Читать книгу На пороге империи - Елена Серебрякова - Страница 3
Часть I
Глава вторая
ОглавлениеПахом нашел слова и сумел убедить купца Мартынова в неминуемости нового нападения воровской ватаги. Купцу сначала не очень хотелось кормить шесть ртов, но потерять хранимое в лабазе оказалось страшнее убытков по содержанию стрельцов. В специально оборудованном помещении аккуратным образом были сложены мешки с пшеницей, рожью, ячменем и гречкой. Вдоль стен разложены растения, отпугивающие грызунов. Товар ожидал своего покупателя. Весной цены на жито подскакивали и держались высокими до нового урожая. После первого грабежа купец, посчитав убытки, заплакал горькими слезами. Второй пагубный случай грозил сказаться на его здоровье.
Коробков хотел только одного, чтобы в Кремле поскорее закончились бунташные выходки. Он понимал, что самое страшное в жизни стрельца – отстаивать с оружием в руках интересы одних русских людей против таких же по крови. Проживая в усадьбе купца Мартынова, он стоически относился к скудной еде и ночлегу на сеновале в дырявом сарае.

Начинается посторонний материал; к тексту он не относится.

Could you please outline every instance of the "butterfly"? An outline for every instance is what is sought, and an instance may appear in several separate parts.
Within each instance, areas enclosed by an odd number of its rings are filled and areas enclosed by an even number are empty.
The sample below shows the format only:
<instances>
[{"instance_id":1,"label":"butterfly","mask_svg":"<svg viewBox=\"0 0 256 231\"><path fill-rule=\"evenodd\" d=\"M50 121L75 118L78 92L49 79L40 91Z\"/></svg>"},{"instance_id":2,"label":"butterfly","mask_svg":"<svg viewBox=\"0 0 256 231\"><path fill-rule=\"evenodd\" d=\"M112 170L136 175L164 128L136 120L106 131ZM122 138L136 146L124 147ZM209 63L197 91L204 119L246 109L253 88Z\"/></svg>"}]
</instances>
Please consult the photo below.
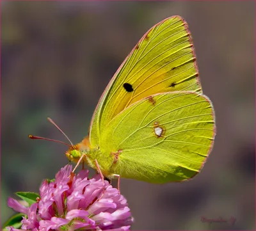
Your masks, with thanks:
<instances>
[{"instance_id":1,"label":"butterfly","mask_svg":"<svg viewBox=\"0 0 256 231\"><path fill-rule=\"evenodd\" d=\"M199 173L215 134L187 22L173 16L135 45L104 92L88 136L66 155L109 179L179 182Z\"/></svg>"}]
</instances>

Внешне Пахом проявлял рвение схватить воровскую тать за руку, внутренне понимал, что злоумышленникам давно известно об их стоянии по ночам.
В один из дней под самый вечер посыльный от Мартынова велел Пахому немедля прибыть к хозяину. Стрелец обтер пучком травы сапоги и пошел к особняку. В столовой зале за накрытым столом восседал сам Мартынов Аристарх Львович и его неизвестный стрельцу гость. Мужчина был неимоверных размеров в ширину, сидел спиной к дверям и его зад явно не помещался на резном стуле. Хозяин, увидев вошедшего стрельца, обратился к гостю такими словами:
– Вот он мой страж амбаров. Глянь, Ляксей Ляксеич, какая стать! Даром, что слуга государев!
Гость нехотя повернул голову, но короткая и толстая шея не поместила Коробкова в его обзор. Тогда толстяк развернул своим задом стул, который жалобно затрещал под чрезмерным весом, и уставил свои выпученные глаза на Пахома:
– Ну, что, служба! Долго еще бунташничать намерены? Царствовать, голытьба вы рваная, захотелось?
– Ошибаешься, Ляксей Ляксеич, – вмешался Мартынов, – мои стрельцы в государевы дела не лезут. Безвылазно служат тут уже третью неделю. Берегут меня, мою семью и добро.
– Смею заметить, – не выдержал Коробков, – не стережем мы, а воровскую ватагу ловим.
– Гляди-ка, Аристарх, осмелели как! Тебе перечат! Ты их кормишь, поишь, содержишь и никакого уважения! Вот и говорю, что надо их всех к ногтю. Главного полковника Софьюшка уже казнила. И таких как этот твой богатырь надобно усмирить!
– Ладно тебе, Ляксей Ляксеич, чего разволновался? Ты же для дела хотел разговор с Пахомом затеять.
– И то верно, про дело чуть не забыл. Мне, Пахомий, надобно обоз в три телеги, груженые зерном сопроводить от Владимира до сюда. Моя усадьба в Алтуфьево. Подряди своих молодцов, о цене сговоримся.
– Верно Аристарх Львович отметил, слуги мы государевы. Стало быть, не сами себе хозяева. Вам к нашему полковнику Салтыкову надобно идти. Даст приказ, и мы завсегда, без всякой оплаты, – молвил Пахом, глядя в потолок.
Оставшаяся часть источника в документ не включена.